Other Influenza A viruses also affect dogs. Influenza subtype H3N2-induced disease is characterized as causing severe lower respiratory tract disease and appears to have a high mortality rate. Differences in pathogenicity are believed to be due to the whole virus adaptation from an avian virus into a naïve population. HPAI H5N1 has been associated with severe respiratory disease and a fatal infection in a dog in Thailand after ingestion of infected chicken tissue. Lastly, an influenza subtype H1N1 infection in New York was reported in 2009 causing pneumonia but the dog recovered with supportive care. The owner of the dog was previously diagnosed with H1N1 and it is believed he or she transmitted the virus to the dog.

How is canine influenza diagnosed?

The most reliable way to detect influenza virus in dogs is through a PCR test on either nasal swabs or respiratory tissue. WADDL employs a generic PCR test that detects the highly conserved matrix gene (Influenza A). While dogs usually have either the H3N8 or H3N2 virus, tests unique to these viruses would miss a potential influenza infection caused by another flu strain, such as H5N1. The WADDL PCR assay will detect H5N1, H3N8, H3N2, or any other novel strain that might circulate in dogs. 

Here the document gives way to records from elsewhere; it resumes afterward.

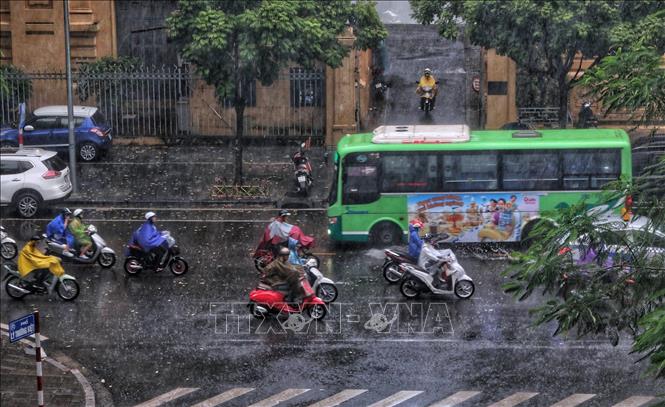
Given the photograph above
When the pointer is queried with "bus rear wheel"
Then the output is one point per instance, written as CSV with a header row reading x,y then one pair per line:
x,y
386,234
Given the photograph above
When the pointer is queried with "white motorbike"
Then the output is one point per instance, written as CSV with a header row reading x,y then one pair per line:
x,y
9,248
437,272
324,287
100,252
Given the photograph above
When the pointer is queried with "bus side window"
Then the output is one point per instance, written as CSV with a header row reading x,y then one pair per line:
x,y
360,184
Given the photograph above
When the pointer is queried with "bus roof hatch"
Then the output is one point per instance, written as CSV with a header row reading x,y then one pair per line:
x,y
420,134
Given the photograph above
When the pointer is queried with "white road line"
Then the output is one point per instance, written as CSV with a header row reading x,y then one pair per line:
x,y
224,397
457,398
396,398
573,400
513,400
634,401
278,398
339,398
167,397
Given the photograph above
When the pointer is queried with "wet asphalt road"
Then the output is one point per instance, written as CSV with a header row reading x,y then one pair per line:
x,y
154,333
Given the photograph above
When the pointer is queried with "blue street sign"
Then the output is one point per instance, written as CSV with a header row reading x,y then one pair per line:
x,y
22,327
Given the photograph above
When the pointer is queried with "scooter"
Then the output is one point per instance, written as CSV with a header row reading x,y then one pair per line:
x,y
443,276
324,287
264,302
99,252
138,260
394,257
9,248
302,171
17,287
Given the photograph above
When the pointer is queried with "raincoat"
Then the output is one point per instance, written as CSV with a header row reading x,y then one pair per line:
x,y
148,237
57,231
31,258
415,242
77,228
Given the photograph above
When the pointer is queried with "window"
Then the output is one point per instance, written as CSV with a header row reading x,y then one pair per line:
x,y
55,163
590,169
470,172
360,179
529,171
64,122
409,173
11,167
44,123
306,87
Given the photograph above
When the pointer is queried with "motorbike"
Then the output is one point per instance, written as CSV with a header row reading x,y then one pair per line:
x,y
138,259
65,286
324,287
264,301
394,257
99,252
9,248
302,171
585,118
443,275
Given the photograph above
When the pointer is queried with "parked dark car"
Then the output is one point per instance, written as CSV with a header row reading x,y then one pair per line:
x,y
47,127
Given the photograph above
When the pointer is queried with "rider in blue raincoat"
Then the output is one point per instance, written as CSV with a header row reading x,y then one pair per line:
x,y
151,239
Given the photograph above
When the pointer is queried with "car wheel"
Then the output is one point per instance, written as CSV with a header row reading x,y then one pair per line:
x,y
27,204
88,151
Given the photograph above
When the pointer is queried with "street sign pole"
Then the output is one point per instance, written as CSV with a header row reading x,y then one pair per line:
x,y
38,356
70,102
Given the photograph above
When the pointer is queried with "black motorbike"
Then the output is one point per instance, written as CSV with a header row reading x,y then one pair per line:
x,y
585,118
139,260
302,171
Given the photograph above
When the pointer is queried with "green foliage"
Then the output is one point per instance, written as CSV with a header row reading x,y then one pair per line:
x,y
543,37
610,294
15,83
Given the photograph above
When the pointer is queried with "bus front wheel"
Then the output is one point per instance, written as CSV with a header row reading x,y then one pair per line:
x,y
386,234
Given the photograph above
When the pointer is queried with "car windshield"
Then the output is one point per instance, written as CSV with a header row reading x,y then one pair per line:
x,y
99,119
55,163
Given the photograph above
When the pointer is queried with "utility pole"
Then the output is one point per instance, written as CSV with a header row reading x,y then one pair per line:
x,y
70,102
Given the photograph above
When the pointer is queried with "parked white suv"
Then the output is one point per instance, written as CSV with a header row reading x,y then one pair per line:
x,y
30,177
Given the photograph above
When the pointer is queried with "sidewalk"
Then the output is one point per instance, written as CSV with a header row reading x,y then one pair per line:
x,y
18,383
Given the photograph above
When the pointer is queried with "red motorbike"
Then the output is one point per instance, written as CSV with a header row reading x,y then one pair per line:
x,y
270,245
264,302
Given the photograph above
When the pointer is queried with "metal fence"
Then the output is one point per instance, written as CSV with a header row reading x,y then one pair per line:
x,y
173,102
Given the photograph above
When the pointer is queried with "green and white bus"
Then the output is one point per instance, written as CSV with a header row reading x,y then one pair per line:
x,y
469,186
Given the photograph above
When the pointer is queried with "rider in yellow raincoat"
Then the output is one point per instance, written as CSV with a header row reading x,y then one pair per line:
x,y
32,258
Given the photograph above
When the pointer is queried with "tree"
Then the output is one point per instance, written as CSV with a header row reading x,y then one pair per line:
x,y
235,42
543,37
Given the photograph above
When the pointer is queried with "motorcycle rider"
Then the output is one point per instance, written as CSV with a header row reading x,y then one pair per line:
x,y
427,80
34,263
78,230
151,240
57,231
282,276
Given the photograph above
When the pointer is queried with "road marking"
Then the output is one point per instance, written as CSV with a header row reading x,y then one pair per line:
x,y
224,397
396,398
167,397
339,398
634,401
457,398
573,400
514,400
278,398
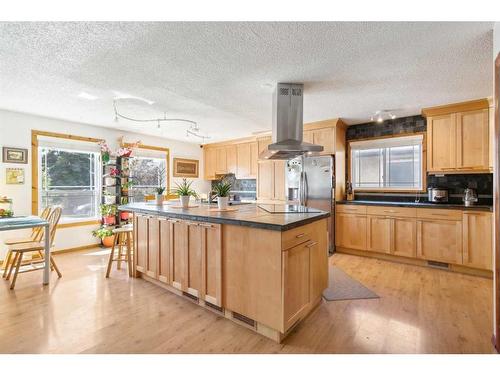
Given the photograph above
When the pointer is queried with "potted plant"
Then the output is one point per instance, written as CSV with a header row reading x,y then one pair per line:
x,y
184,191
109,198
222,189
105,234
108,212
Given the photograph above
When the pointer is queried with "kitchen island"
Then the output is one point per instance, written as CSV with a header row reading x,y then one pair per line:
x,y
262,270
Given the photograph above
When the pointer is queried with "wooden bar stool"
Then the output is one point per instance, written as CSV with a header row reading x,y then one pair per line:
x,y
122,238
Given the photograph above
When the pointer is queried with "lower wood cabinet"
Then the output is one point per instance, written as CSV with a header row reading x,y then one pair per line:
x,y
183,254
442,235
350,231
379,234
478,240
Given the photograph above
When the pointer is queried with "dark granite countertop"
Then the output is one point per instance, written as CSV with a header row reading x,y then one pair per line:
x,y
246,215
450,206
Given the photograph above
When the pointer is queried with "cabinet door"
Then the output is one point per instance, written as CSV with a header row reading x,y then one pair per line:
x,y
296,282
265,182
193,259
254,157
439,240
279,180
350,231
153,247
473,140
209,163
211,272
404,237
478,239
243,160
220,160
164,251
178,254
141,243
231,159
441,143
379,234
325,138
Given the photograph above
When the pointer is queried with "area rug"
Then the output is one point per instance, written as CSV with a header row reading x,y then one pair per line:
x,y
343,287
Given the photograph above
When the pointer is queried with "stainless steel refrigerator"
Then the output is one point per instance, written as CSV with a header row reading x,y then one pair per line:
x,y
310,181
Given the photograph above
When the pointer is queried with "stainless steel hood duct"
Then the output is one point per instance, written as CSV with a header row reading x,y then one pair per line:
x,y
288,102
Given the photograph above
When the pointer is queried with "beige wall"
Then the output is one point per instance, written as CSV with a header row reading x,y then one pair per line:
x,y
15,131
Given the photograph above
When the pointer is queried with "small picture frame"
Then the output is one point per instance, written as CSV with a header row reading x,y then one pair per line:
x,y
14,176
15,155
186,168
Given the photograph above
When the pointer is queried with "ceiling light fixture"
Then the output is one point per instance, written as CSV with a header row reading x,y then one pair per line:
x,y
381,115
193,126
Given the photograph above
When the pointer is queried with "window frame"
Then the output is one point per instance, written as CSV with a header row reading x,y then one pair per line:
x,y
35,194
385,189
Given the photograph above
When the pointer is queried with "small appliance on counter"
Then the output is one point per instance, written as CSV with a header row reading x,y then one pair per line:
x,y
470,197
437,195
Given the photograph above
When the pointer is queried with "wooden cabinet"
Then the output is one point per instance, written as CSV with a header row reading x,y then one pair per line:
x,y
141,242
296,281
231,159
164,253
473,140
350,231
209,163
439,240
458,141
478,239
404,237
379,234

If possible, use a plastic shaft dacron or rayon swab rather than a wood shaft cotton swab when collecting nasal samples (wood and cotton may inhibit PCR). Do not submit swabs in Amies or Port-a-Cul swabs for PCR, as these contain PCR inhibitors. Swabs may be submitted either dry or in approximately 200 ul of saline in a clean container such as a red top tube. Tissues (lung, bronchiolar lymph nodes) from dogs that have died acutely can also be submitted to WADDL, a portion fixed in buffered formalin, and fresh tissues submitted on ice pack for PCR. Contact WADDL at 509-335-9696 if any questions arise.

Collection of serum samples may be desirable in case clients want to determine the subtype of canine influenza. We recommend collecting acute and convalescent sera and refrigerating these. If influenza virus is detected by PCR, the serum can be sent to Cornell University for the subtyping assays, which detect the H3N8 or H3N2 strains only.

NOTE: Remember the standard canine respiratory disease pathogens should still be part of your differential diagnosis. We recommend collecting and submitting additional samples for a more complete diagnostic work‐up that would include cultures for bacteria and mycoplasma. You can write on the  Accession Form “Please perform aerobic and Mycoplasma cultures if PCR is negative for canine influenza.” Bronchoalveolar lavage, transtracheal wash, or fresh lung samples from necropsies are preferred for this bacteriology testing.

How can the spread of canine influenza be prevented?

There is a vaccine available for the protection against clinical signs associated with canine influenza subtype H3N8. At this time, it is regarded as a “non-core” vaccine in the Pacific Northwest, meaning the vaccine is not routinely recommended unless there are associated risks with horses, racetracks, greyhounds, etc. Dog owners traveling with their dogs to shows in the aforementioned states would be advised to see their veterinarian to decide if the risks warrant vaccination. The infection rate and disease potential with canine influenza are much lower than canine distemper, canine parvovirus, and canine adenovirus, which are considered “core” vaccines for all dogs. It is important that dogs be updated on their vaccinations with these core vaccines, since canine distemper, canine parvovirus, and canine adenovirus infections can cause profound immune suppression and add to the severity of any dog disease, including canine influenza. It is also recommended that dogs be vaccinated for canine parainfluenza and Bordetella bronchiseptica, which can commonly lead to severe kennel cough in housed/comingled dogs. 

There is a conditionally licensed vaccine available for H3N2, which means it is safe to administer to dogs, but its true protective efficacy is not known at this time. Contact the consulting microbiologist at WADDL at 509-335-9696 if questions arise.

Are there any public health concerns in regard to canine influenza?

There is no evidence canine influenza subtype H3N8 and H3N2 can infect humans, and thus does not pose a public health risk. H5N1 and H1N1 have been shown to infect humans, however, there have been no reports of dog-to-human transmission of the viruses.